Certes, la projection dans l’avenir – telle qu’elle existait en 2011 avec la perspective d’un gouvernement de gauche – n’est pas analogue. C’est là que convergent le social et le politique, autrement dit la construction d’un programme de transition crédible partant des besoins sociaux divers, les faisant converger en termes de droits et d’expression politique, ce qui passe, nécessairement, par le négatif, c’est-à-dire par l’objectif d’un renversement du gouvernement Tsipras 2 qui se présente comme le médiateur de l’application du mémorandum 3. Cette phase négative est souvent incomprise par les partisans de l’autonomie du social. Or, elle est partie intégrante de la dialectique propre à la lutte de classe où la construction d’un bloc social – celle de son encadrement militant enraciné dans une expérience nouvelle, parce que le contexte politique est nouveau, et est de facture inédite en termes de temporalité et de configuration de l’essentiel des forces à l’œuvre, au-delà de l’inertie historique – repose sur des initiatives politiques d’organisations entrant en syntonie avec les pulsions variées d’une société brutalisée. Ces interventions sont susceptibles de les amalgamer, au moins partiellement, et de les faire converger, dans une mise en question, à la racine, des lois et décrets intégrés, de facto mais dans le détail, dans le mémorandum 3. Ce qui implique une déstabilisation directe des pilotes « nationaux » et « internationaux » de l’ajustement mémorandaire.
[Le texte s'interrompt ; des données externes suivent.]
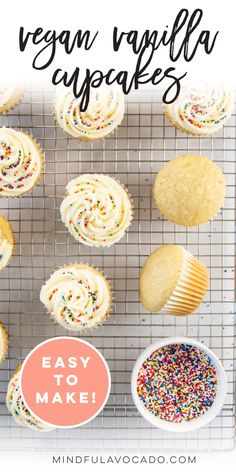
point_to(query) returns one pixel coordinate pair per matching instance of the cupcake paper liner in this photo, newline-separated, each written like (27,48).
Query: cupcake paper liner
(9,230)
(190,287)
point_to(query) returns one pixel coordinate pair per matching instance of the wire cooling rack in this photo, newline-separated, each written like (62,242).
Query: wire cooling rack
(134,154)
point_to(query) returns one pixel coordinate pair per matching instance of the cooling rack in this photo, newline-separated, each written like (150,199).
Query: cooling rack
(134,154)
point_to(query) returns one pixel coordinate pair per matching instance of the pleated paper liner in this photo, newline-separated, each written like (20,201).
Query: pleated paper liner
(190,288)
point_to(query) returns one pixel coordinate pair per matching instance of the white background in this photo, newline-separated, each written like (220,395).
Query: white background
(103,15)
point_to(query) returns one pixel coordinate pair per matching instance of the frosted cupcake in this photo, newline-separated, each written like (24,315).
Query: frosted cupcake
(103,115)
(77,296)
(201,110)
(97,210)
(10,95)
(3,343)
(6,242)
(189,190)
(18,409)
(172,281)
(21,162)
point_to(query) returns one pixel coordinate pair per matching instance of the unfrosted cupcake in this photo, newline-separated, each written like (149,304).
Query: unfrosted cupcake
(201,110)
(78,297)
(104,113)
(18,409)
(189,190)
(172,281)
(97,209)
(10,95)
(3,343)
(6,242)
(21,162)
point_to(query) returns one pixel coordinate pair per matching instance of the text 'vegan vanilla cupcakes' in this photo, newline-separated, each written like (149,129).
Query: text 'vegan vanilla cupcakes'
(189,190)
(97,210)
(3,343)
(201,110)
(172,281)
(6,242)
(21,162)
(10,95)
(18,409)
(77,296)
(104,113)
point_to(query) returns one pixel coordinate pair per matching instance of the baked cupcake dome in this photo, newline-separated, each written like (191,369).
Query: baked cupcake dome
(201,110)
(3,343)
(10,95)
(77,296)
(6,242)
(18,409)
(189,190)
(172,281)
(97,210)
(21,162)
(104,113)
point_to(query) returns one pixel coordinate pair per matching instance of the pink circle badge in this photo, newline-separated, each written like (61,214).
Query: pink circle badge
(65,382)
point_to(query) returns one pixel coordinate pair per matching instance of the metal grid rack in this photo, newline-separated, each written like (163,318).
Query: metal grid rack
(133,154)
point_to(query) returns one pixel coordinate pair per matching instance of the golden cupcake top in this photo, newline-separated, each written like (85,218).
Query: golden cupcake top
(6,242)
(78,297)
(18,409)
(104,113)
(201,110)
(21,162)
(172,281)
(97,209)
(189,190)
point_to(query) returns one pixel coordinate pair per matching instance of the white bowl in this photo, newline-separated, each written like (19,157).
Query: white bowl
(185,425)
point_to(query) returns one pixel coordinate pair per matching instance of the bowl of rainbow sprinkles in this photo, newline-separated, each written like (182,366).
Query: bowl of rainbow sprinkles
(178,384)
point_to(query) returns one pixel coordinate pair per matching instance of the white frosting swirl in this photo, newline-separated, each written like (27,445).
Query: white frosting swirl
(18,409)
(97,210)
(20,162)
(78,297)
(10,93)
(104,113)
(201,110)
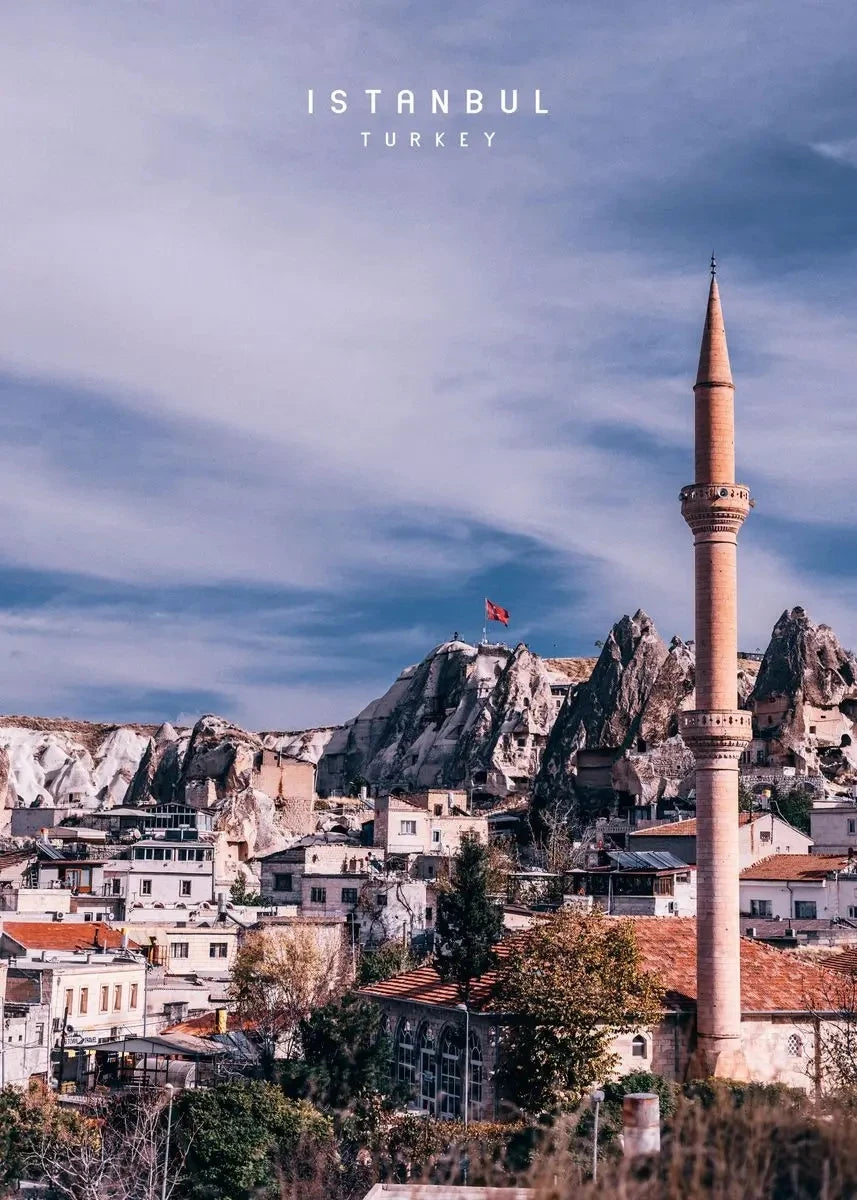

Selon un dernier sondage, Tsipras récolterait, actuellement, 15% des suffrages, ce qui signale son affaissement.

A quoi s’ajoutent les face-à-face stratégiques sur « comment agir demain » afin de bloquer l’application du mémorandum et, au travers de ces résistances, élaborer un plan d’urgence dessinant les lignes de force d’actions qui s’intègrent dans un panorama d’ensemble. Un panorama marqué par une crise institutionnelle et économique européenne multifaces et une situation de guerre. Un terme et une réalité qui ont une résonance particulière en Grèce, non seulement sous l’impact de la tragédie d’une crise qui est celle du droit à la vie des réfugiés, mais aussi de la place de la Grèce dans le dispositif de l’OTAN et de ses alliances avec l’Etat sioniste, sponsorisé par le ministre de la Défense, Kammenos, sans même souligner l’histoire, marquant encore les esprits, des conflits sociaux d’une dureté extrême qui ont forgé le quasi-présent du pays.

La construction et le développement de l’Unité Populaire passent à la fois par l’intégration des expériences de luttes, la participation à leur capacité réflexive (depuis les assemblées de préparation d’une mobilisation à celle établissant le bilan faisant enquête sur la situation, saisissant les enjeux à venir) et les débats et dialogues internes nécessaires à la reconstruction d’une représentation d’objectifs politiques qui profilent le dépassement (Aufhebung) d’un renversement du gouvernement Tsipras 2. Ce qui débouche sur le début d’un délitement de son étayage institutionnel européen.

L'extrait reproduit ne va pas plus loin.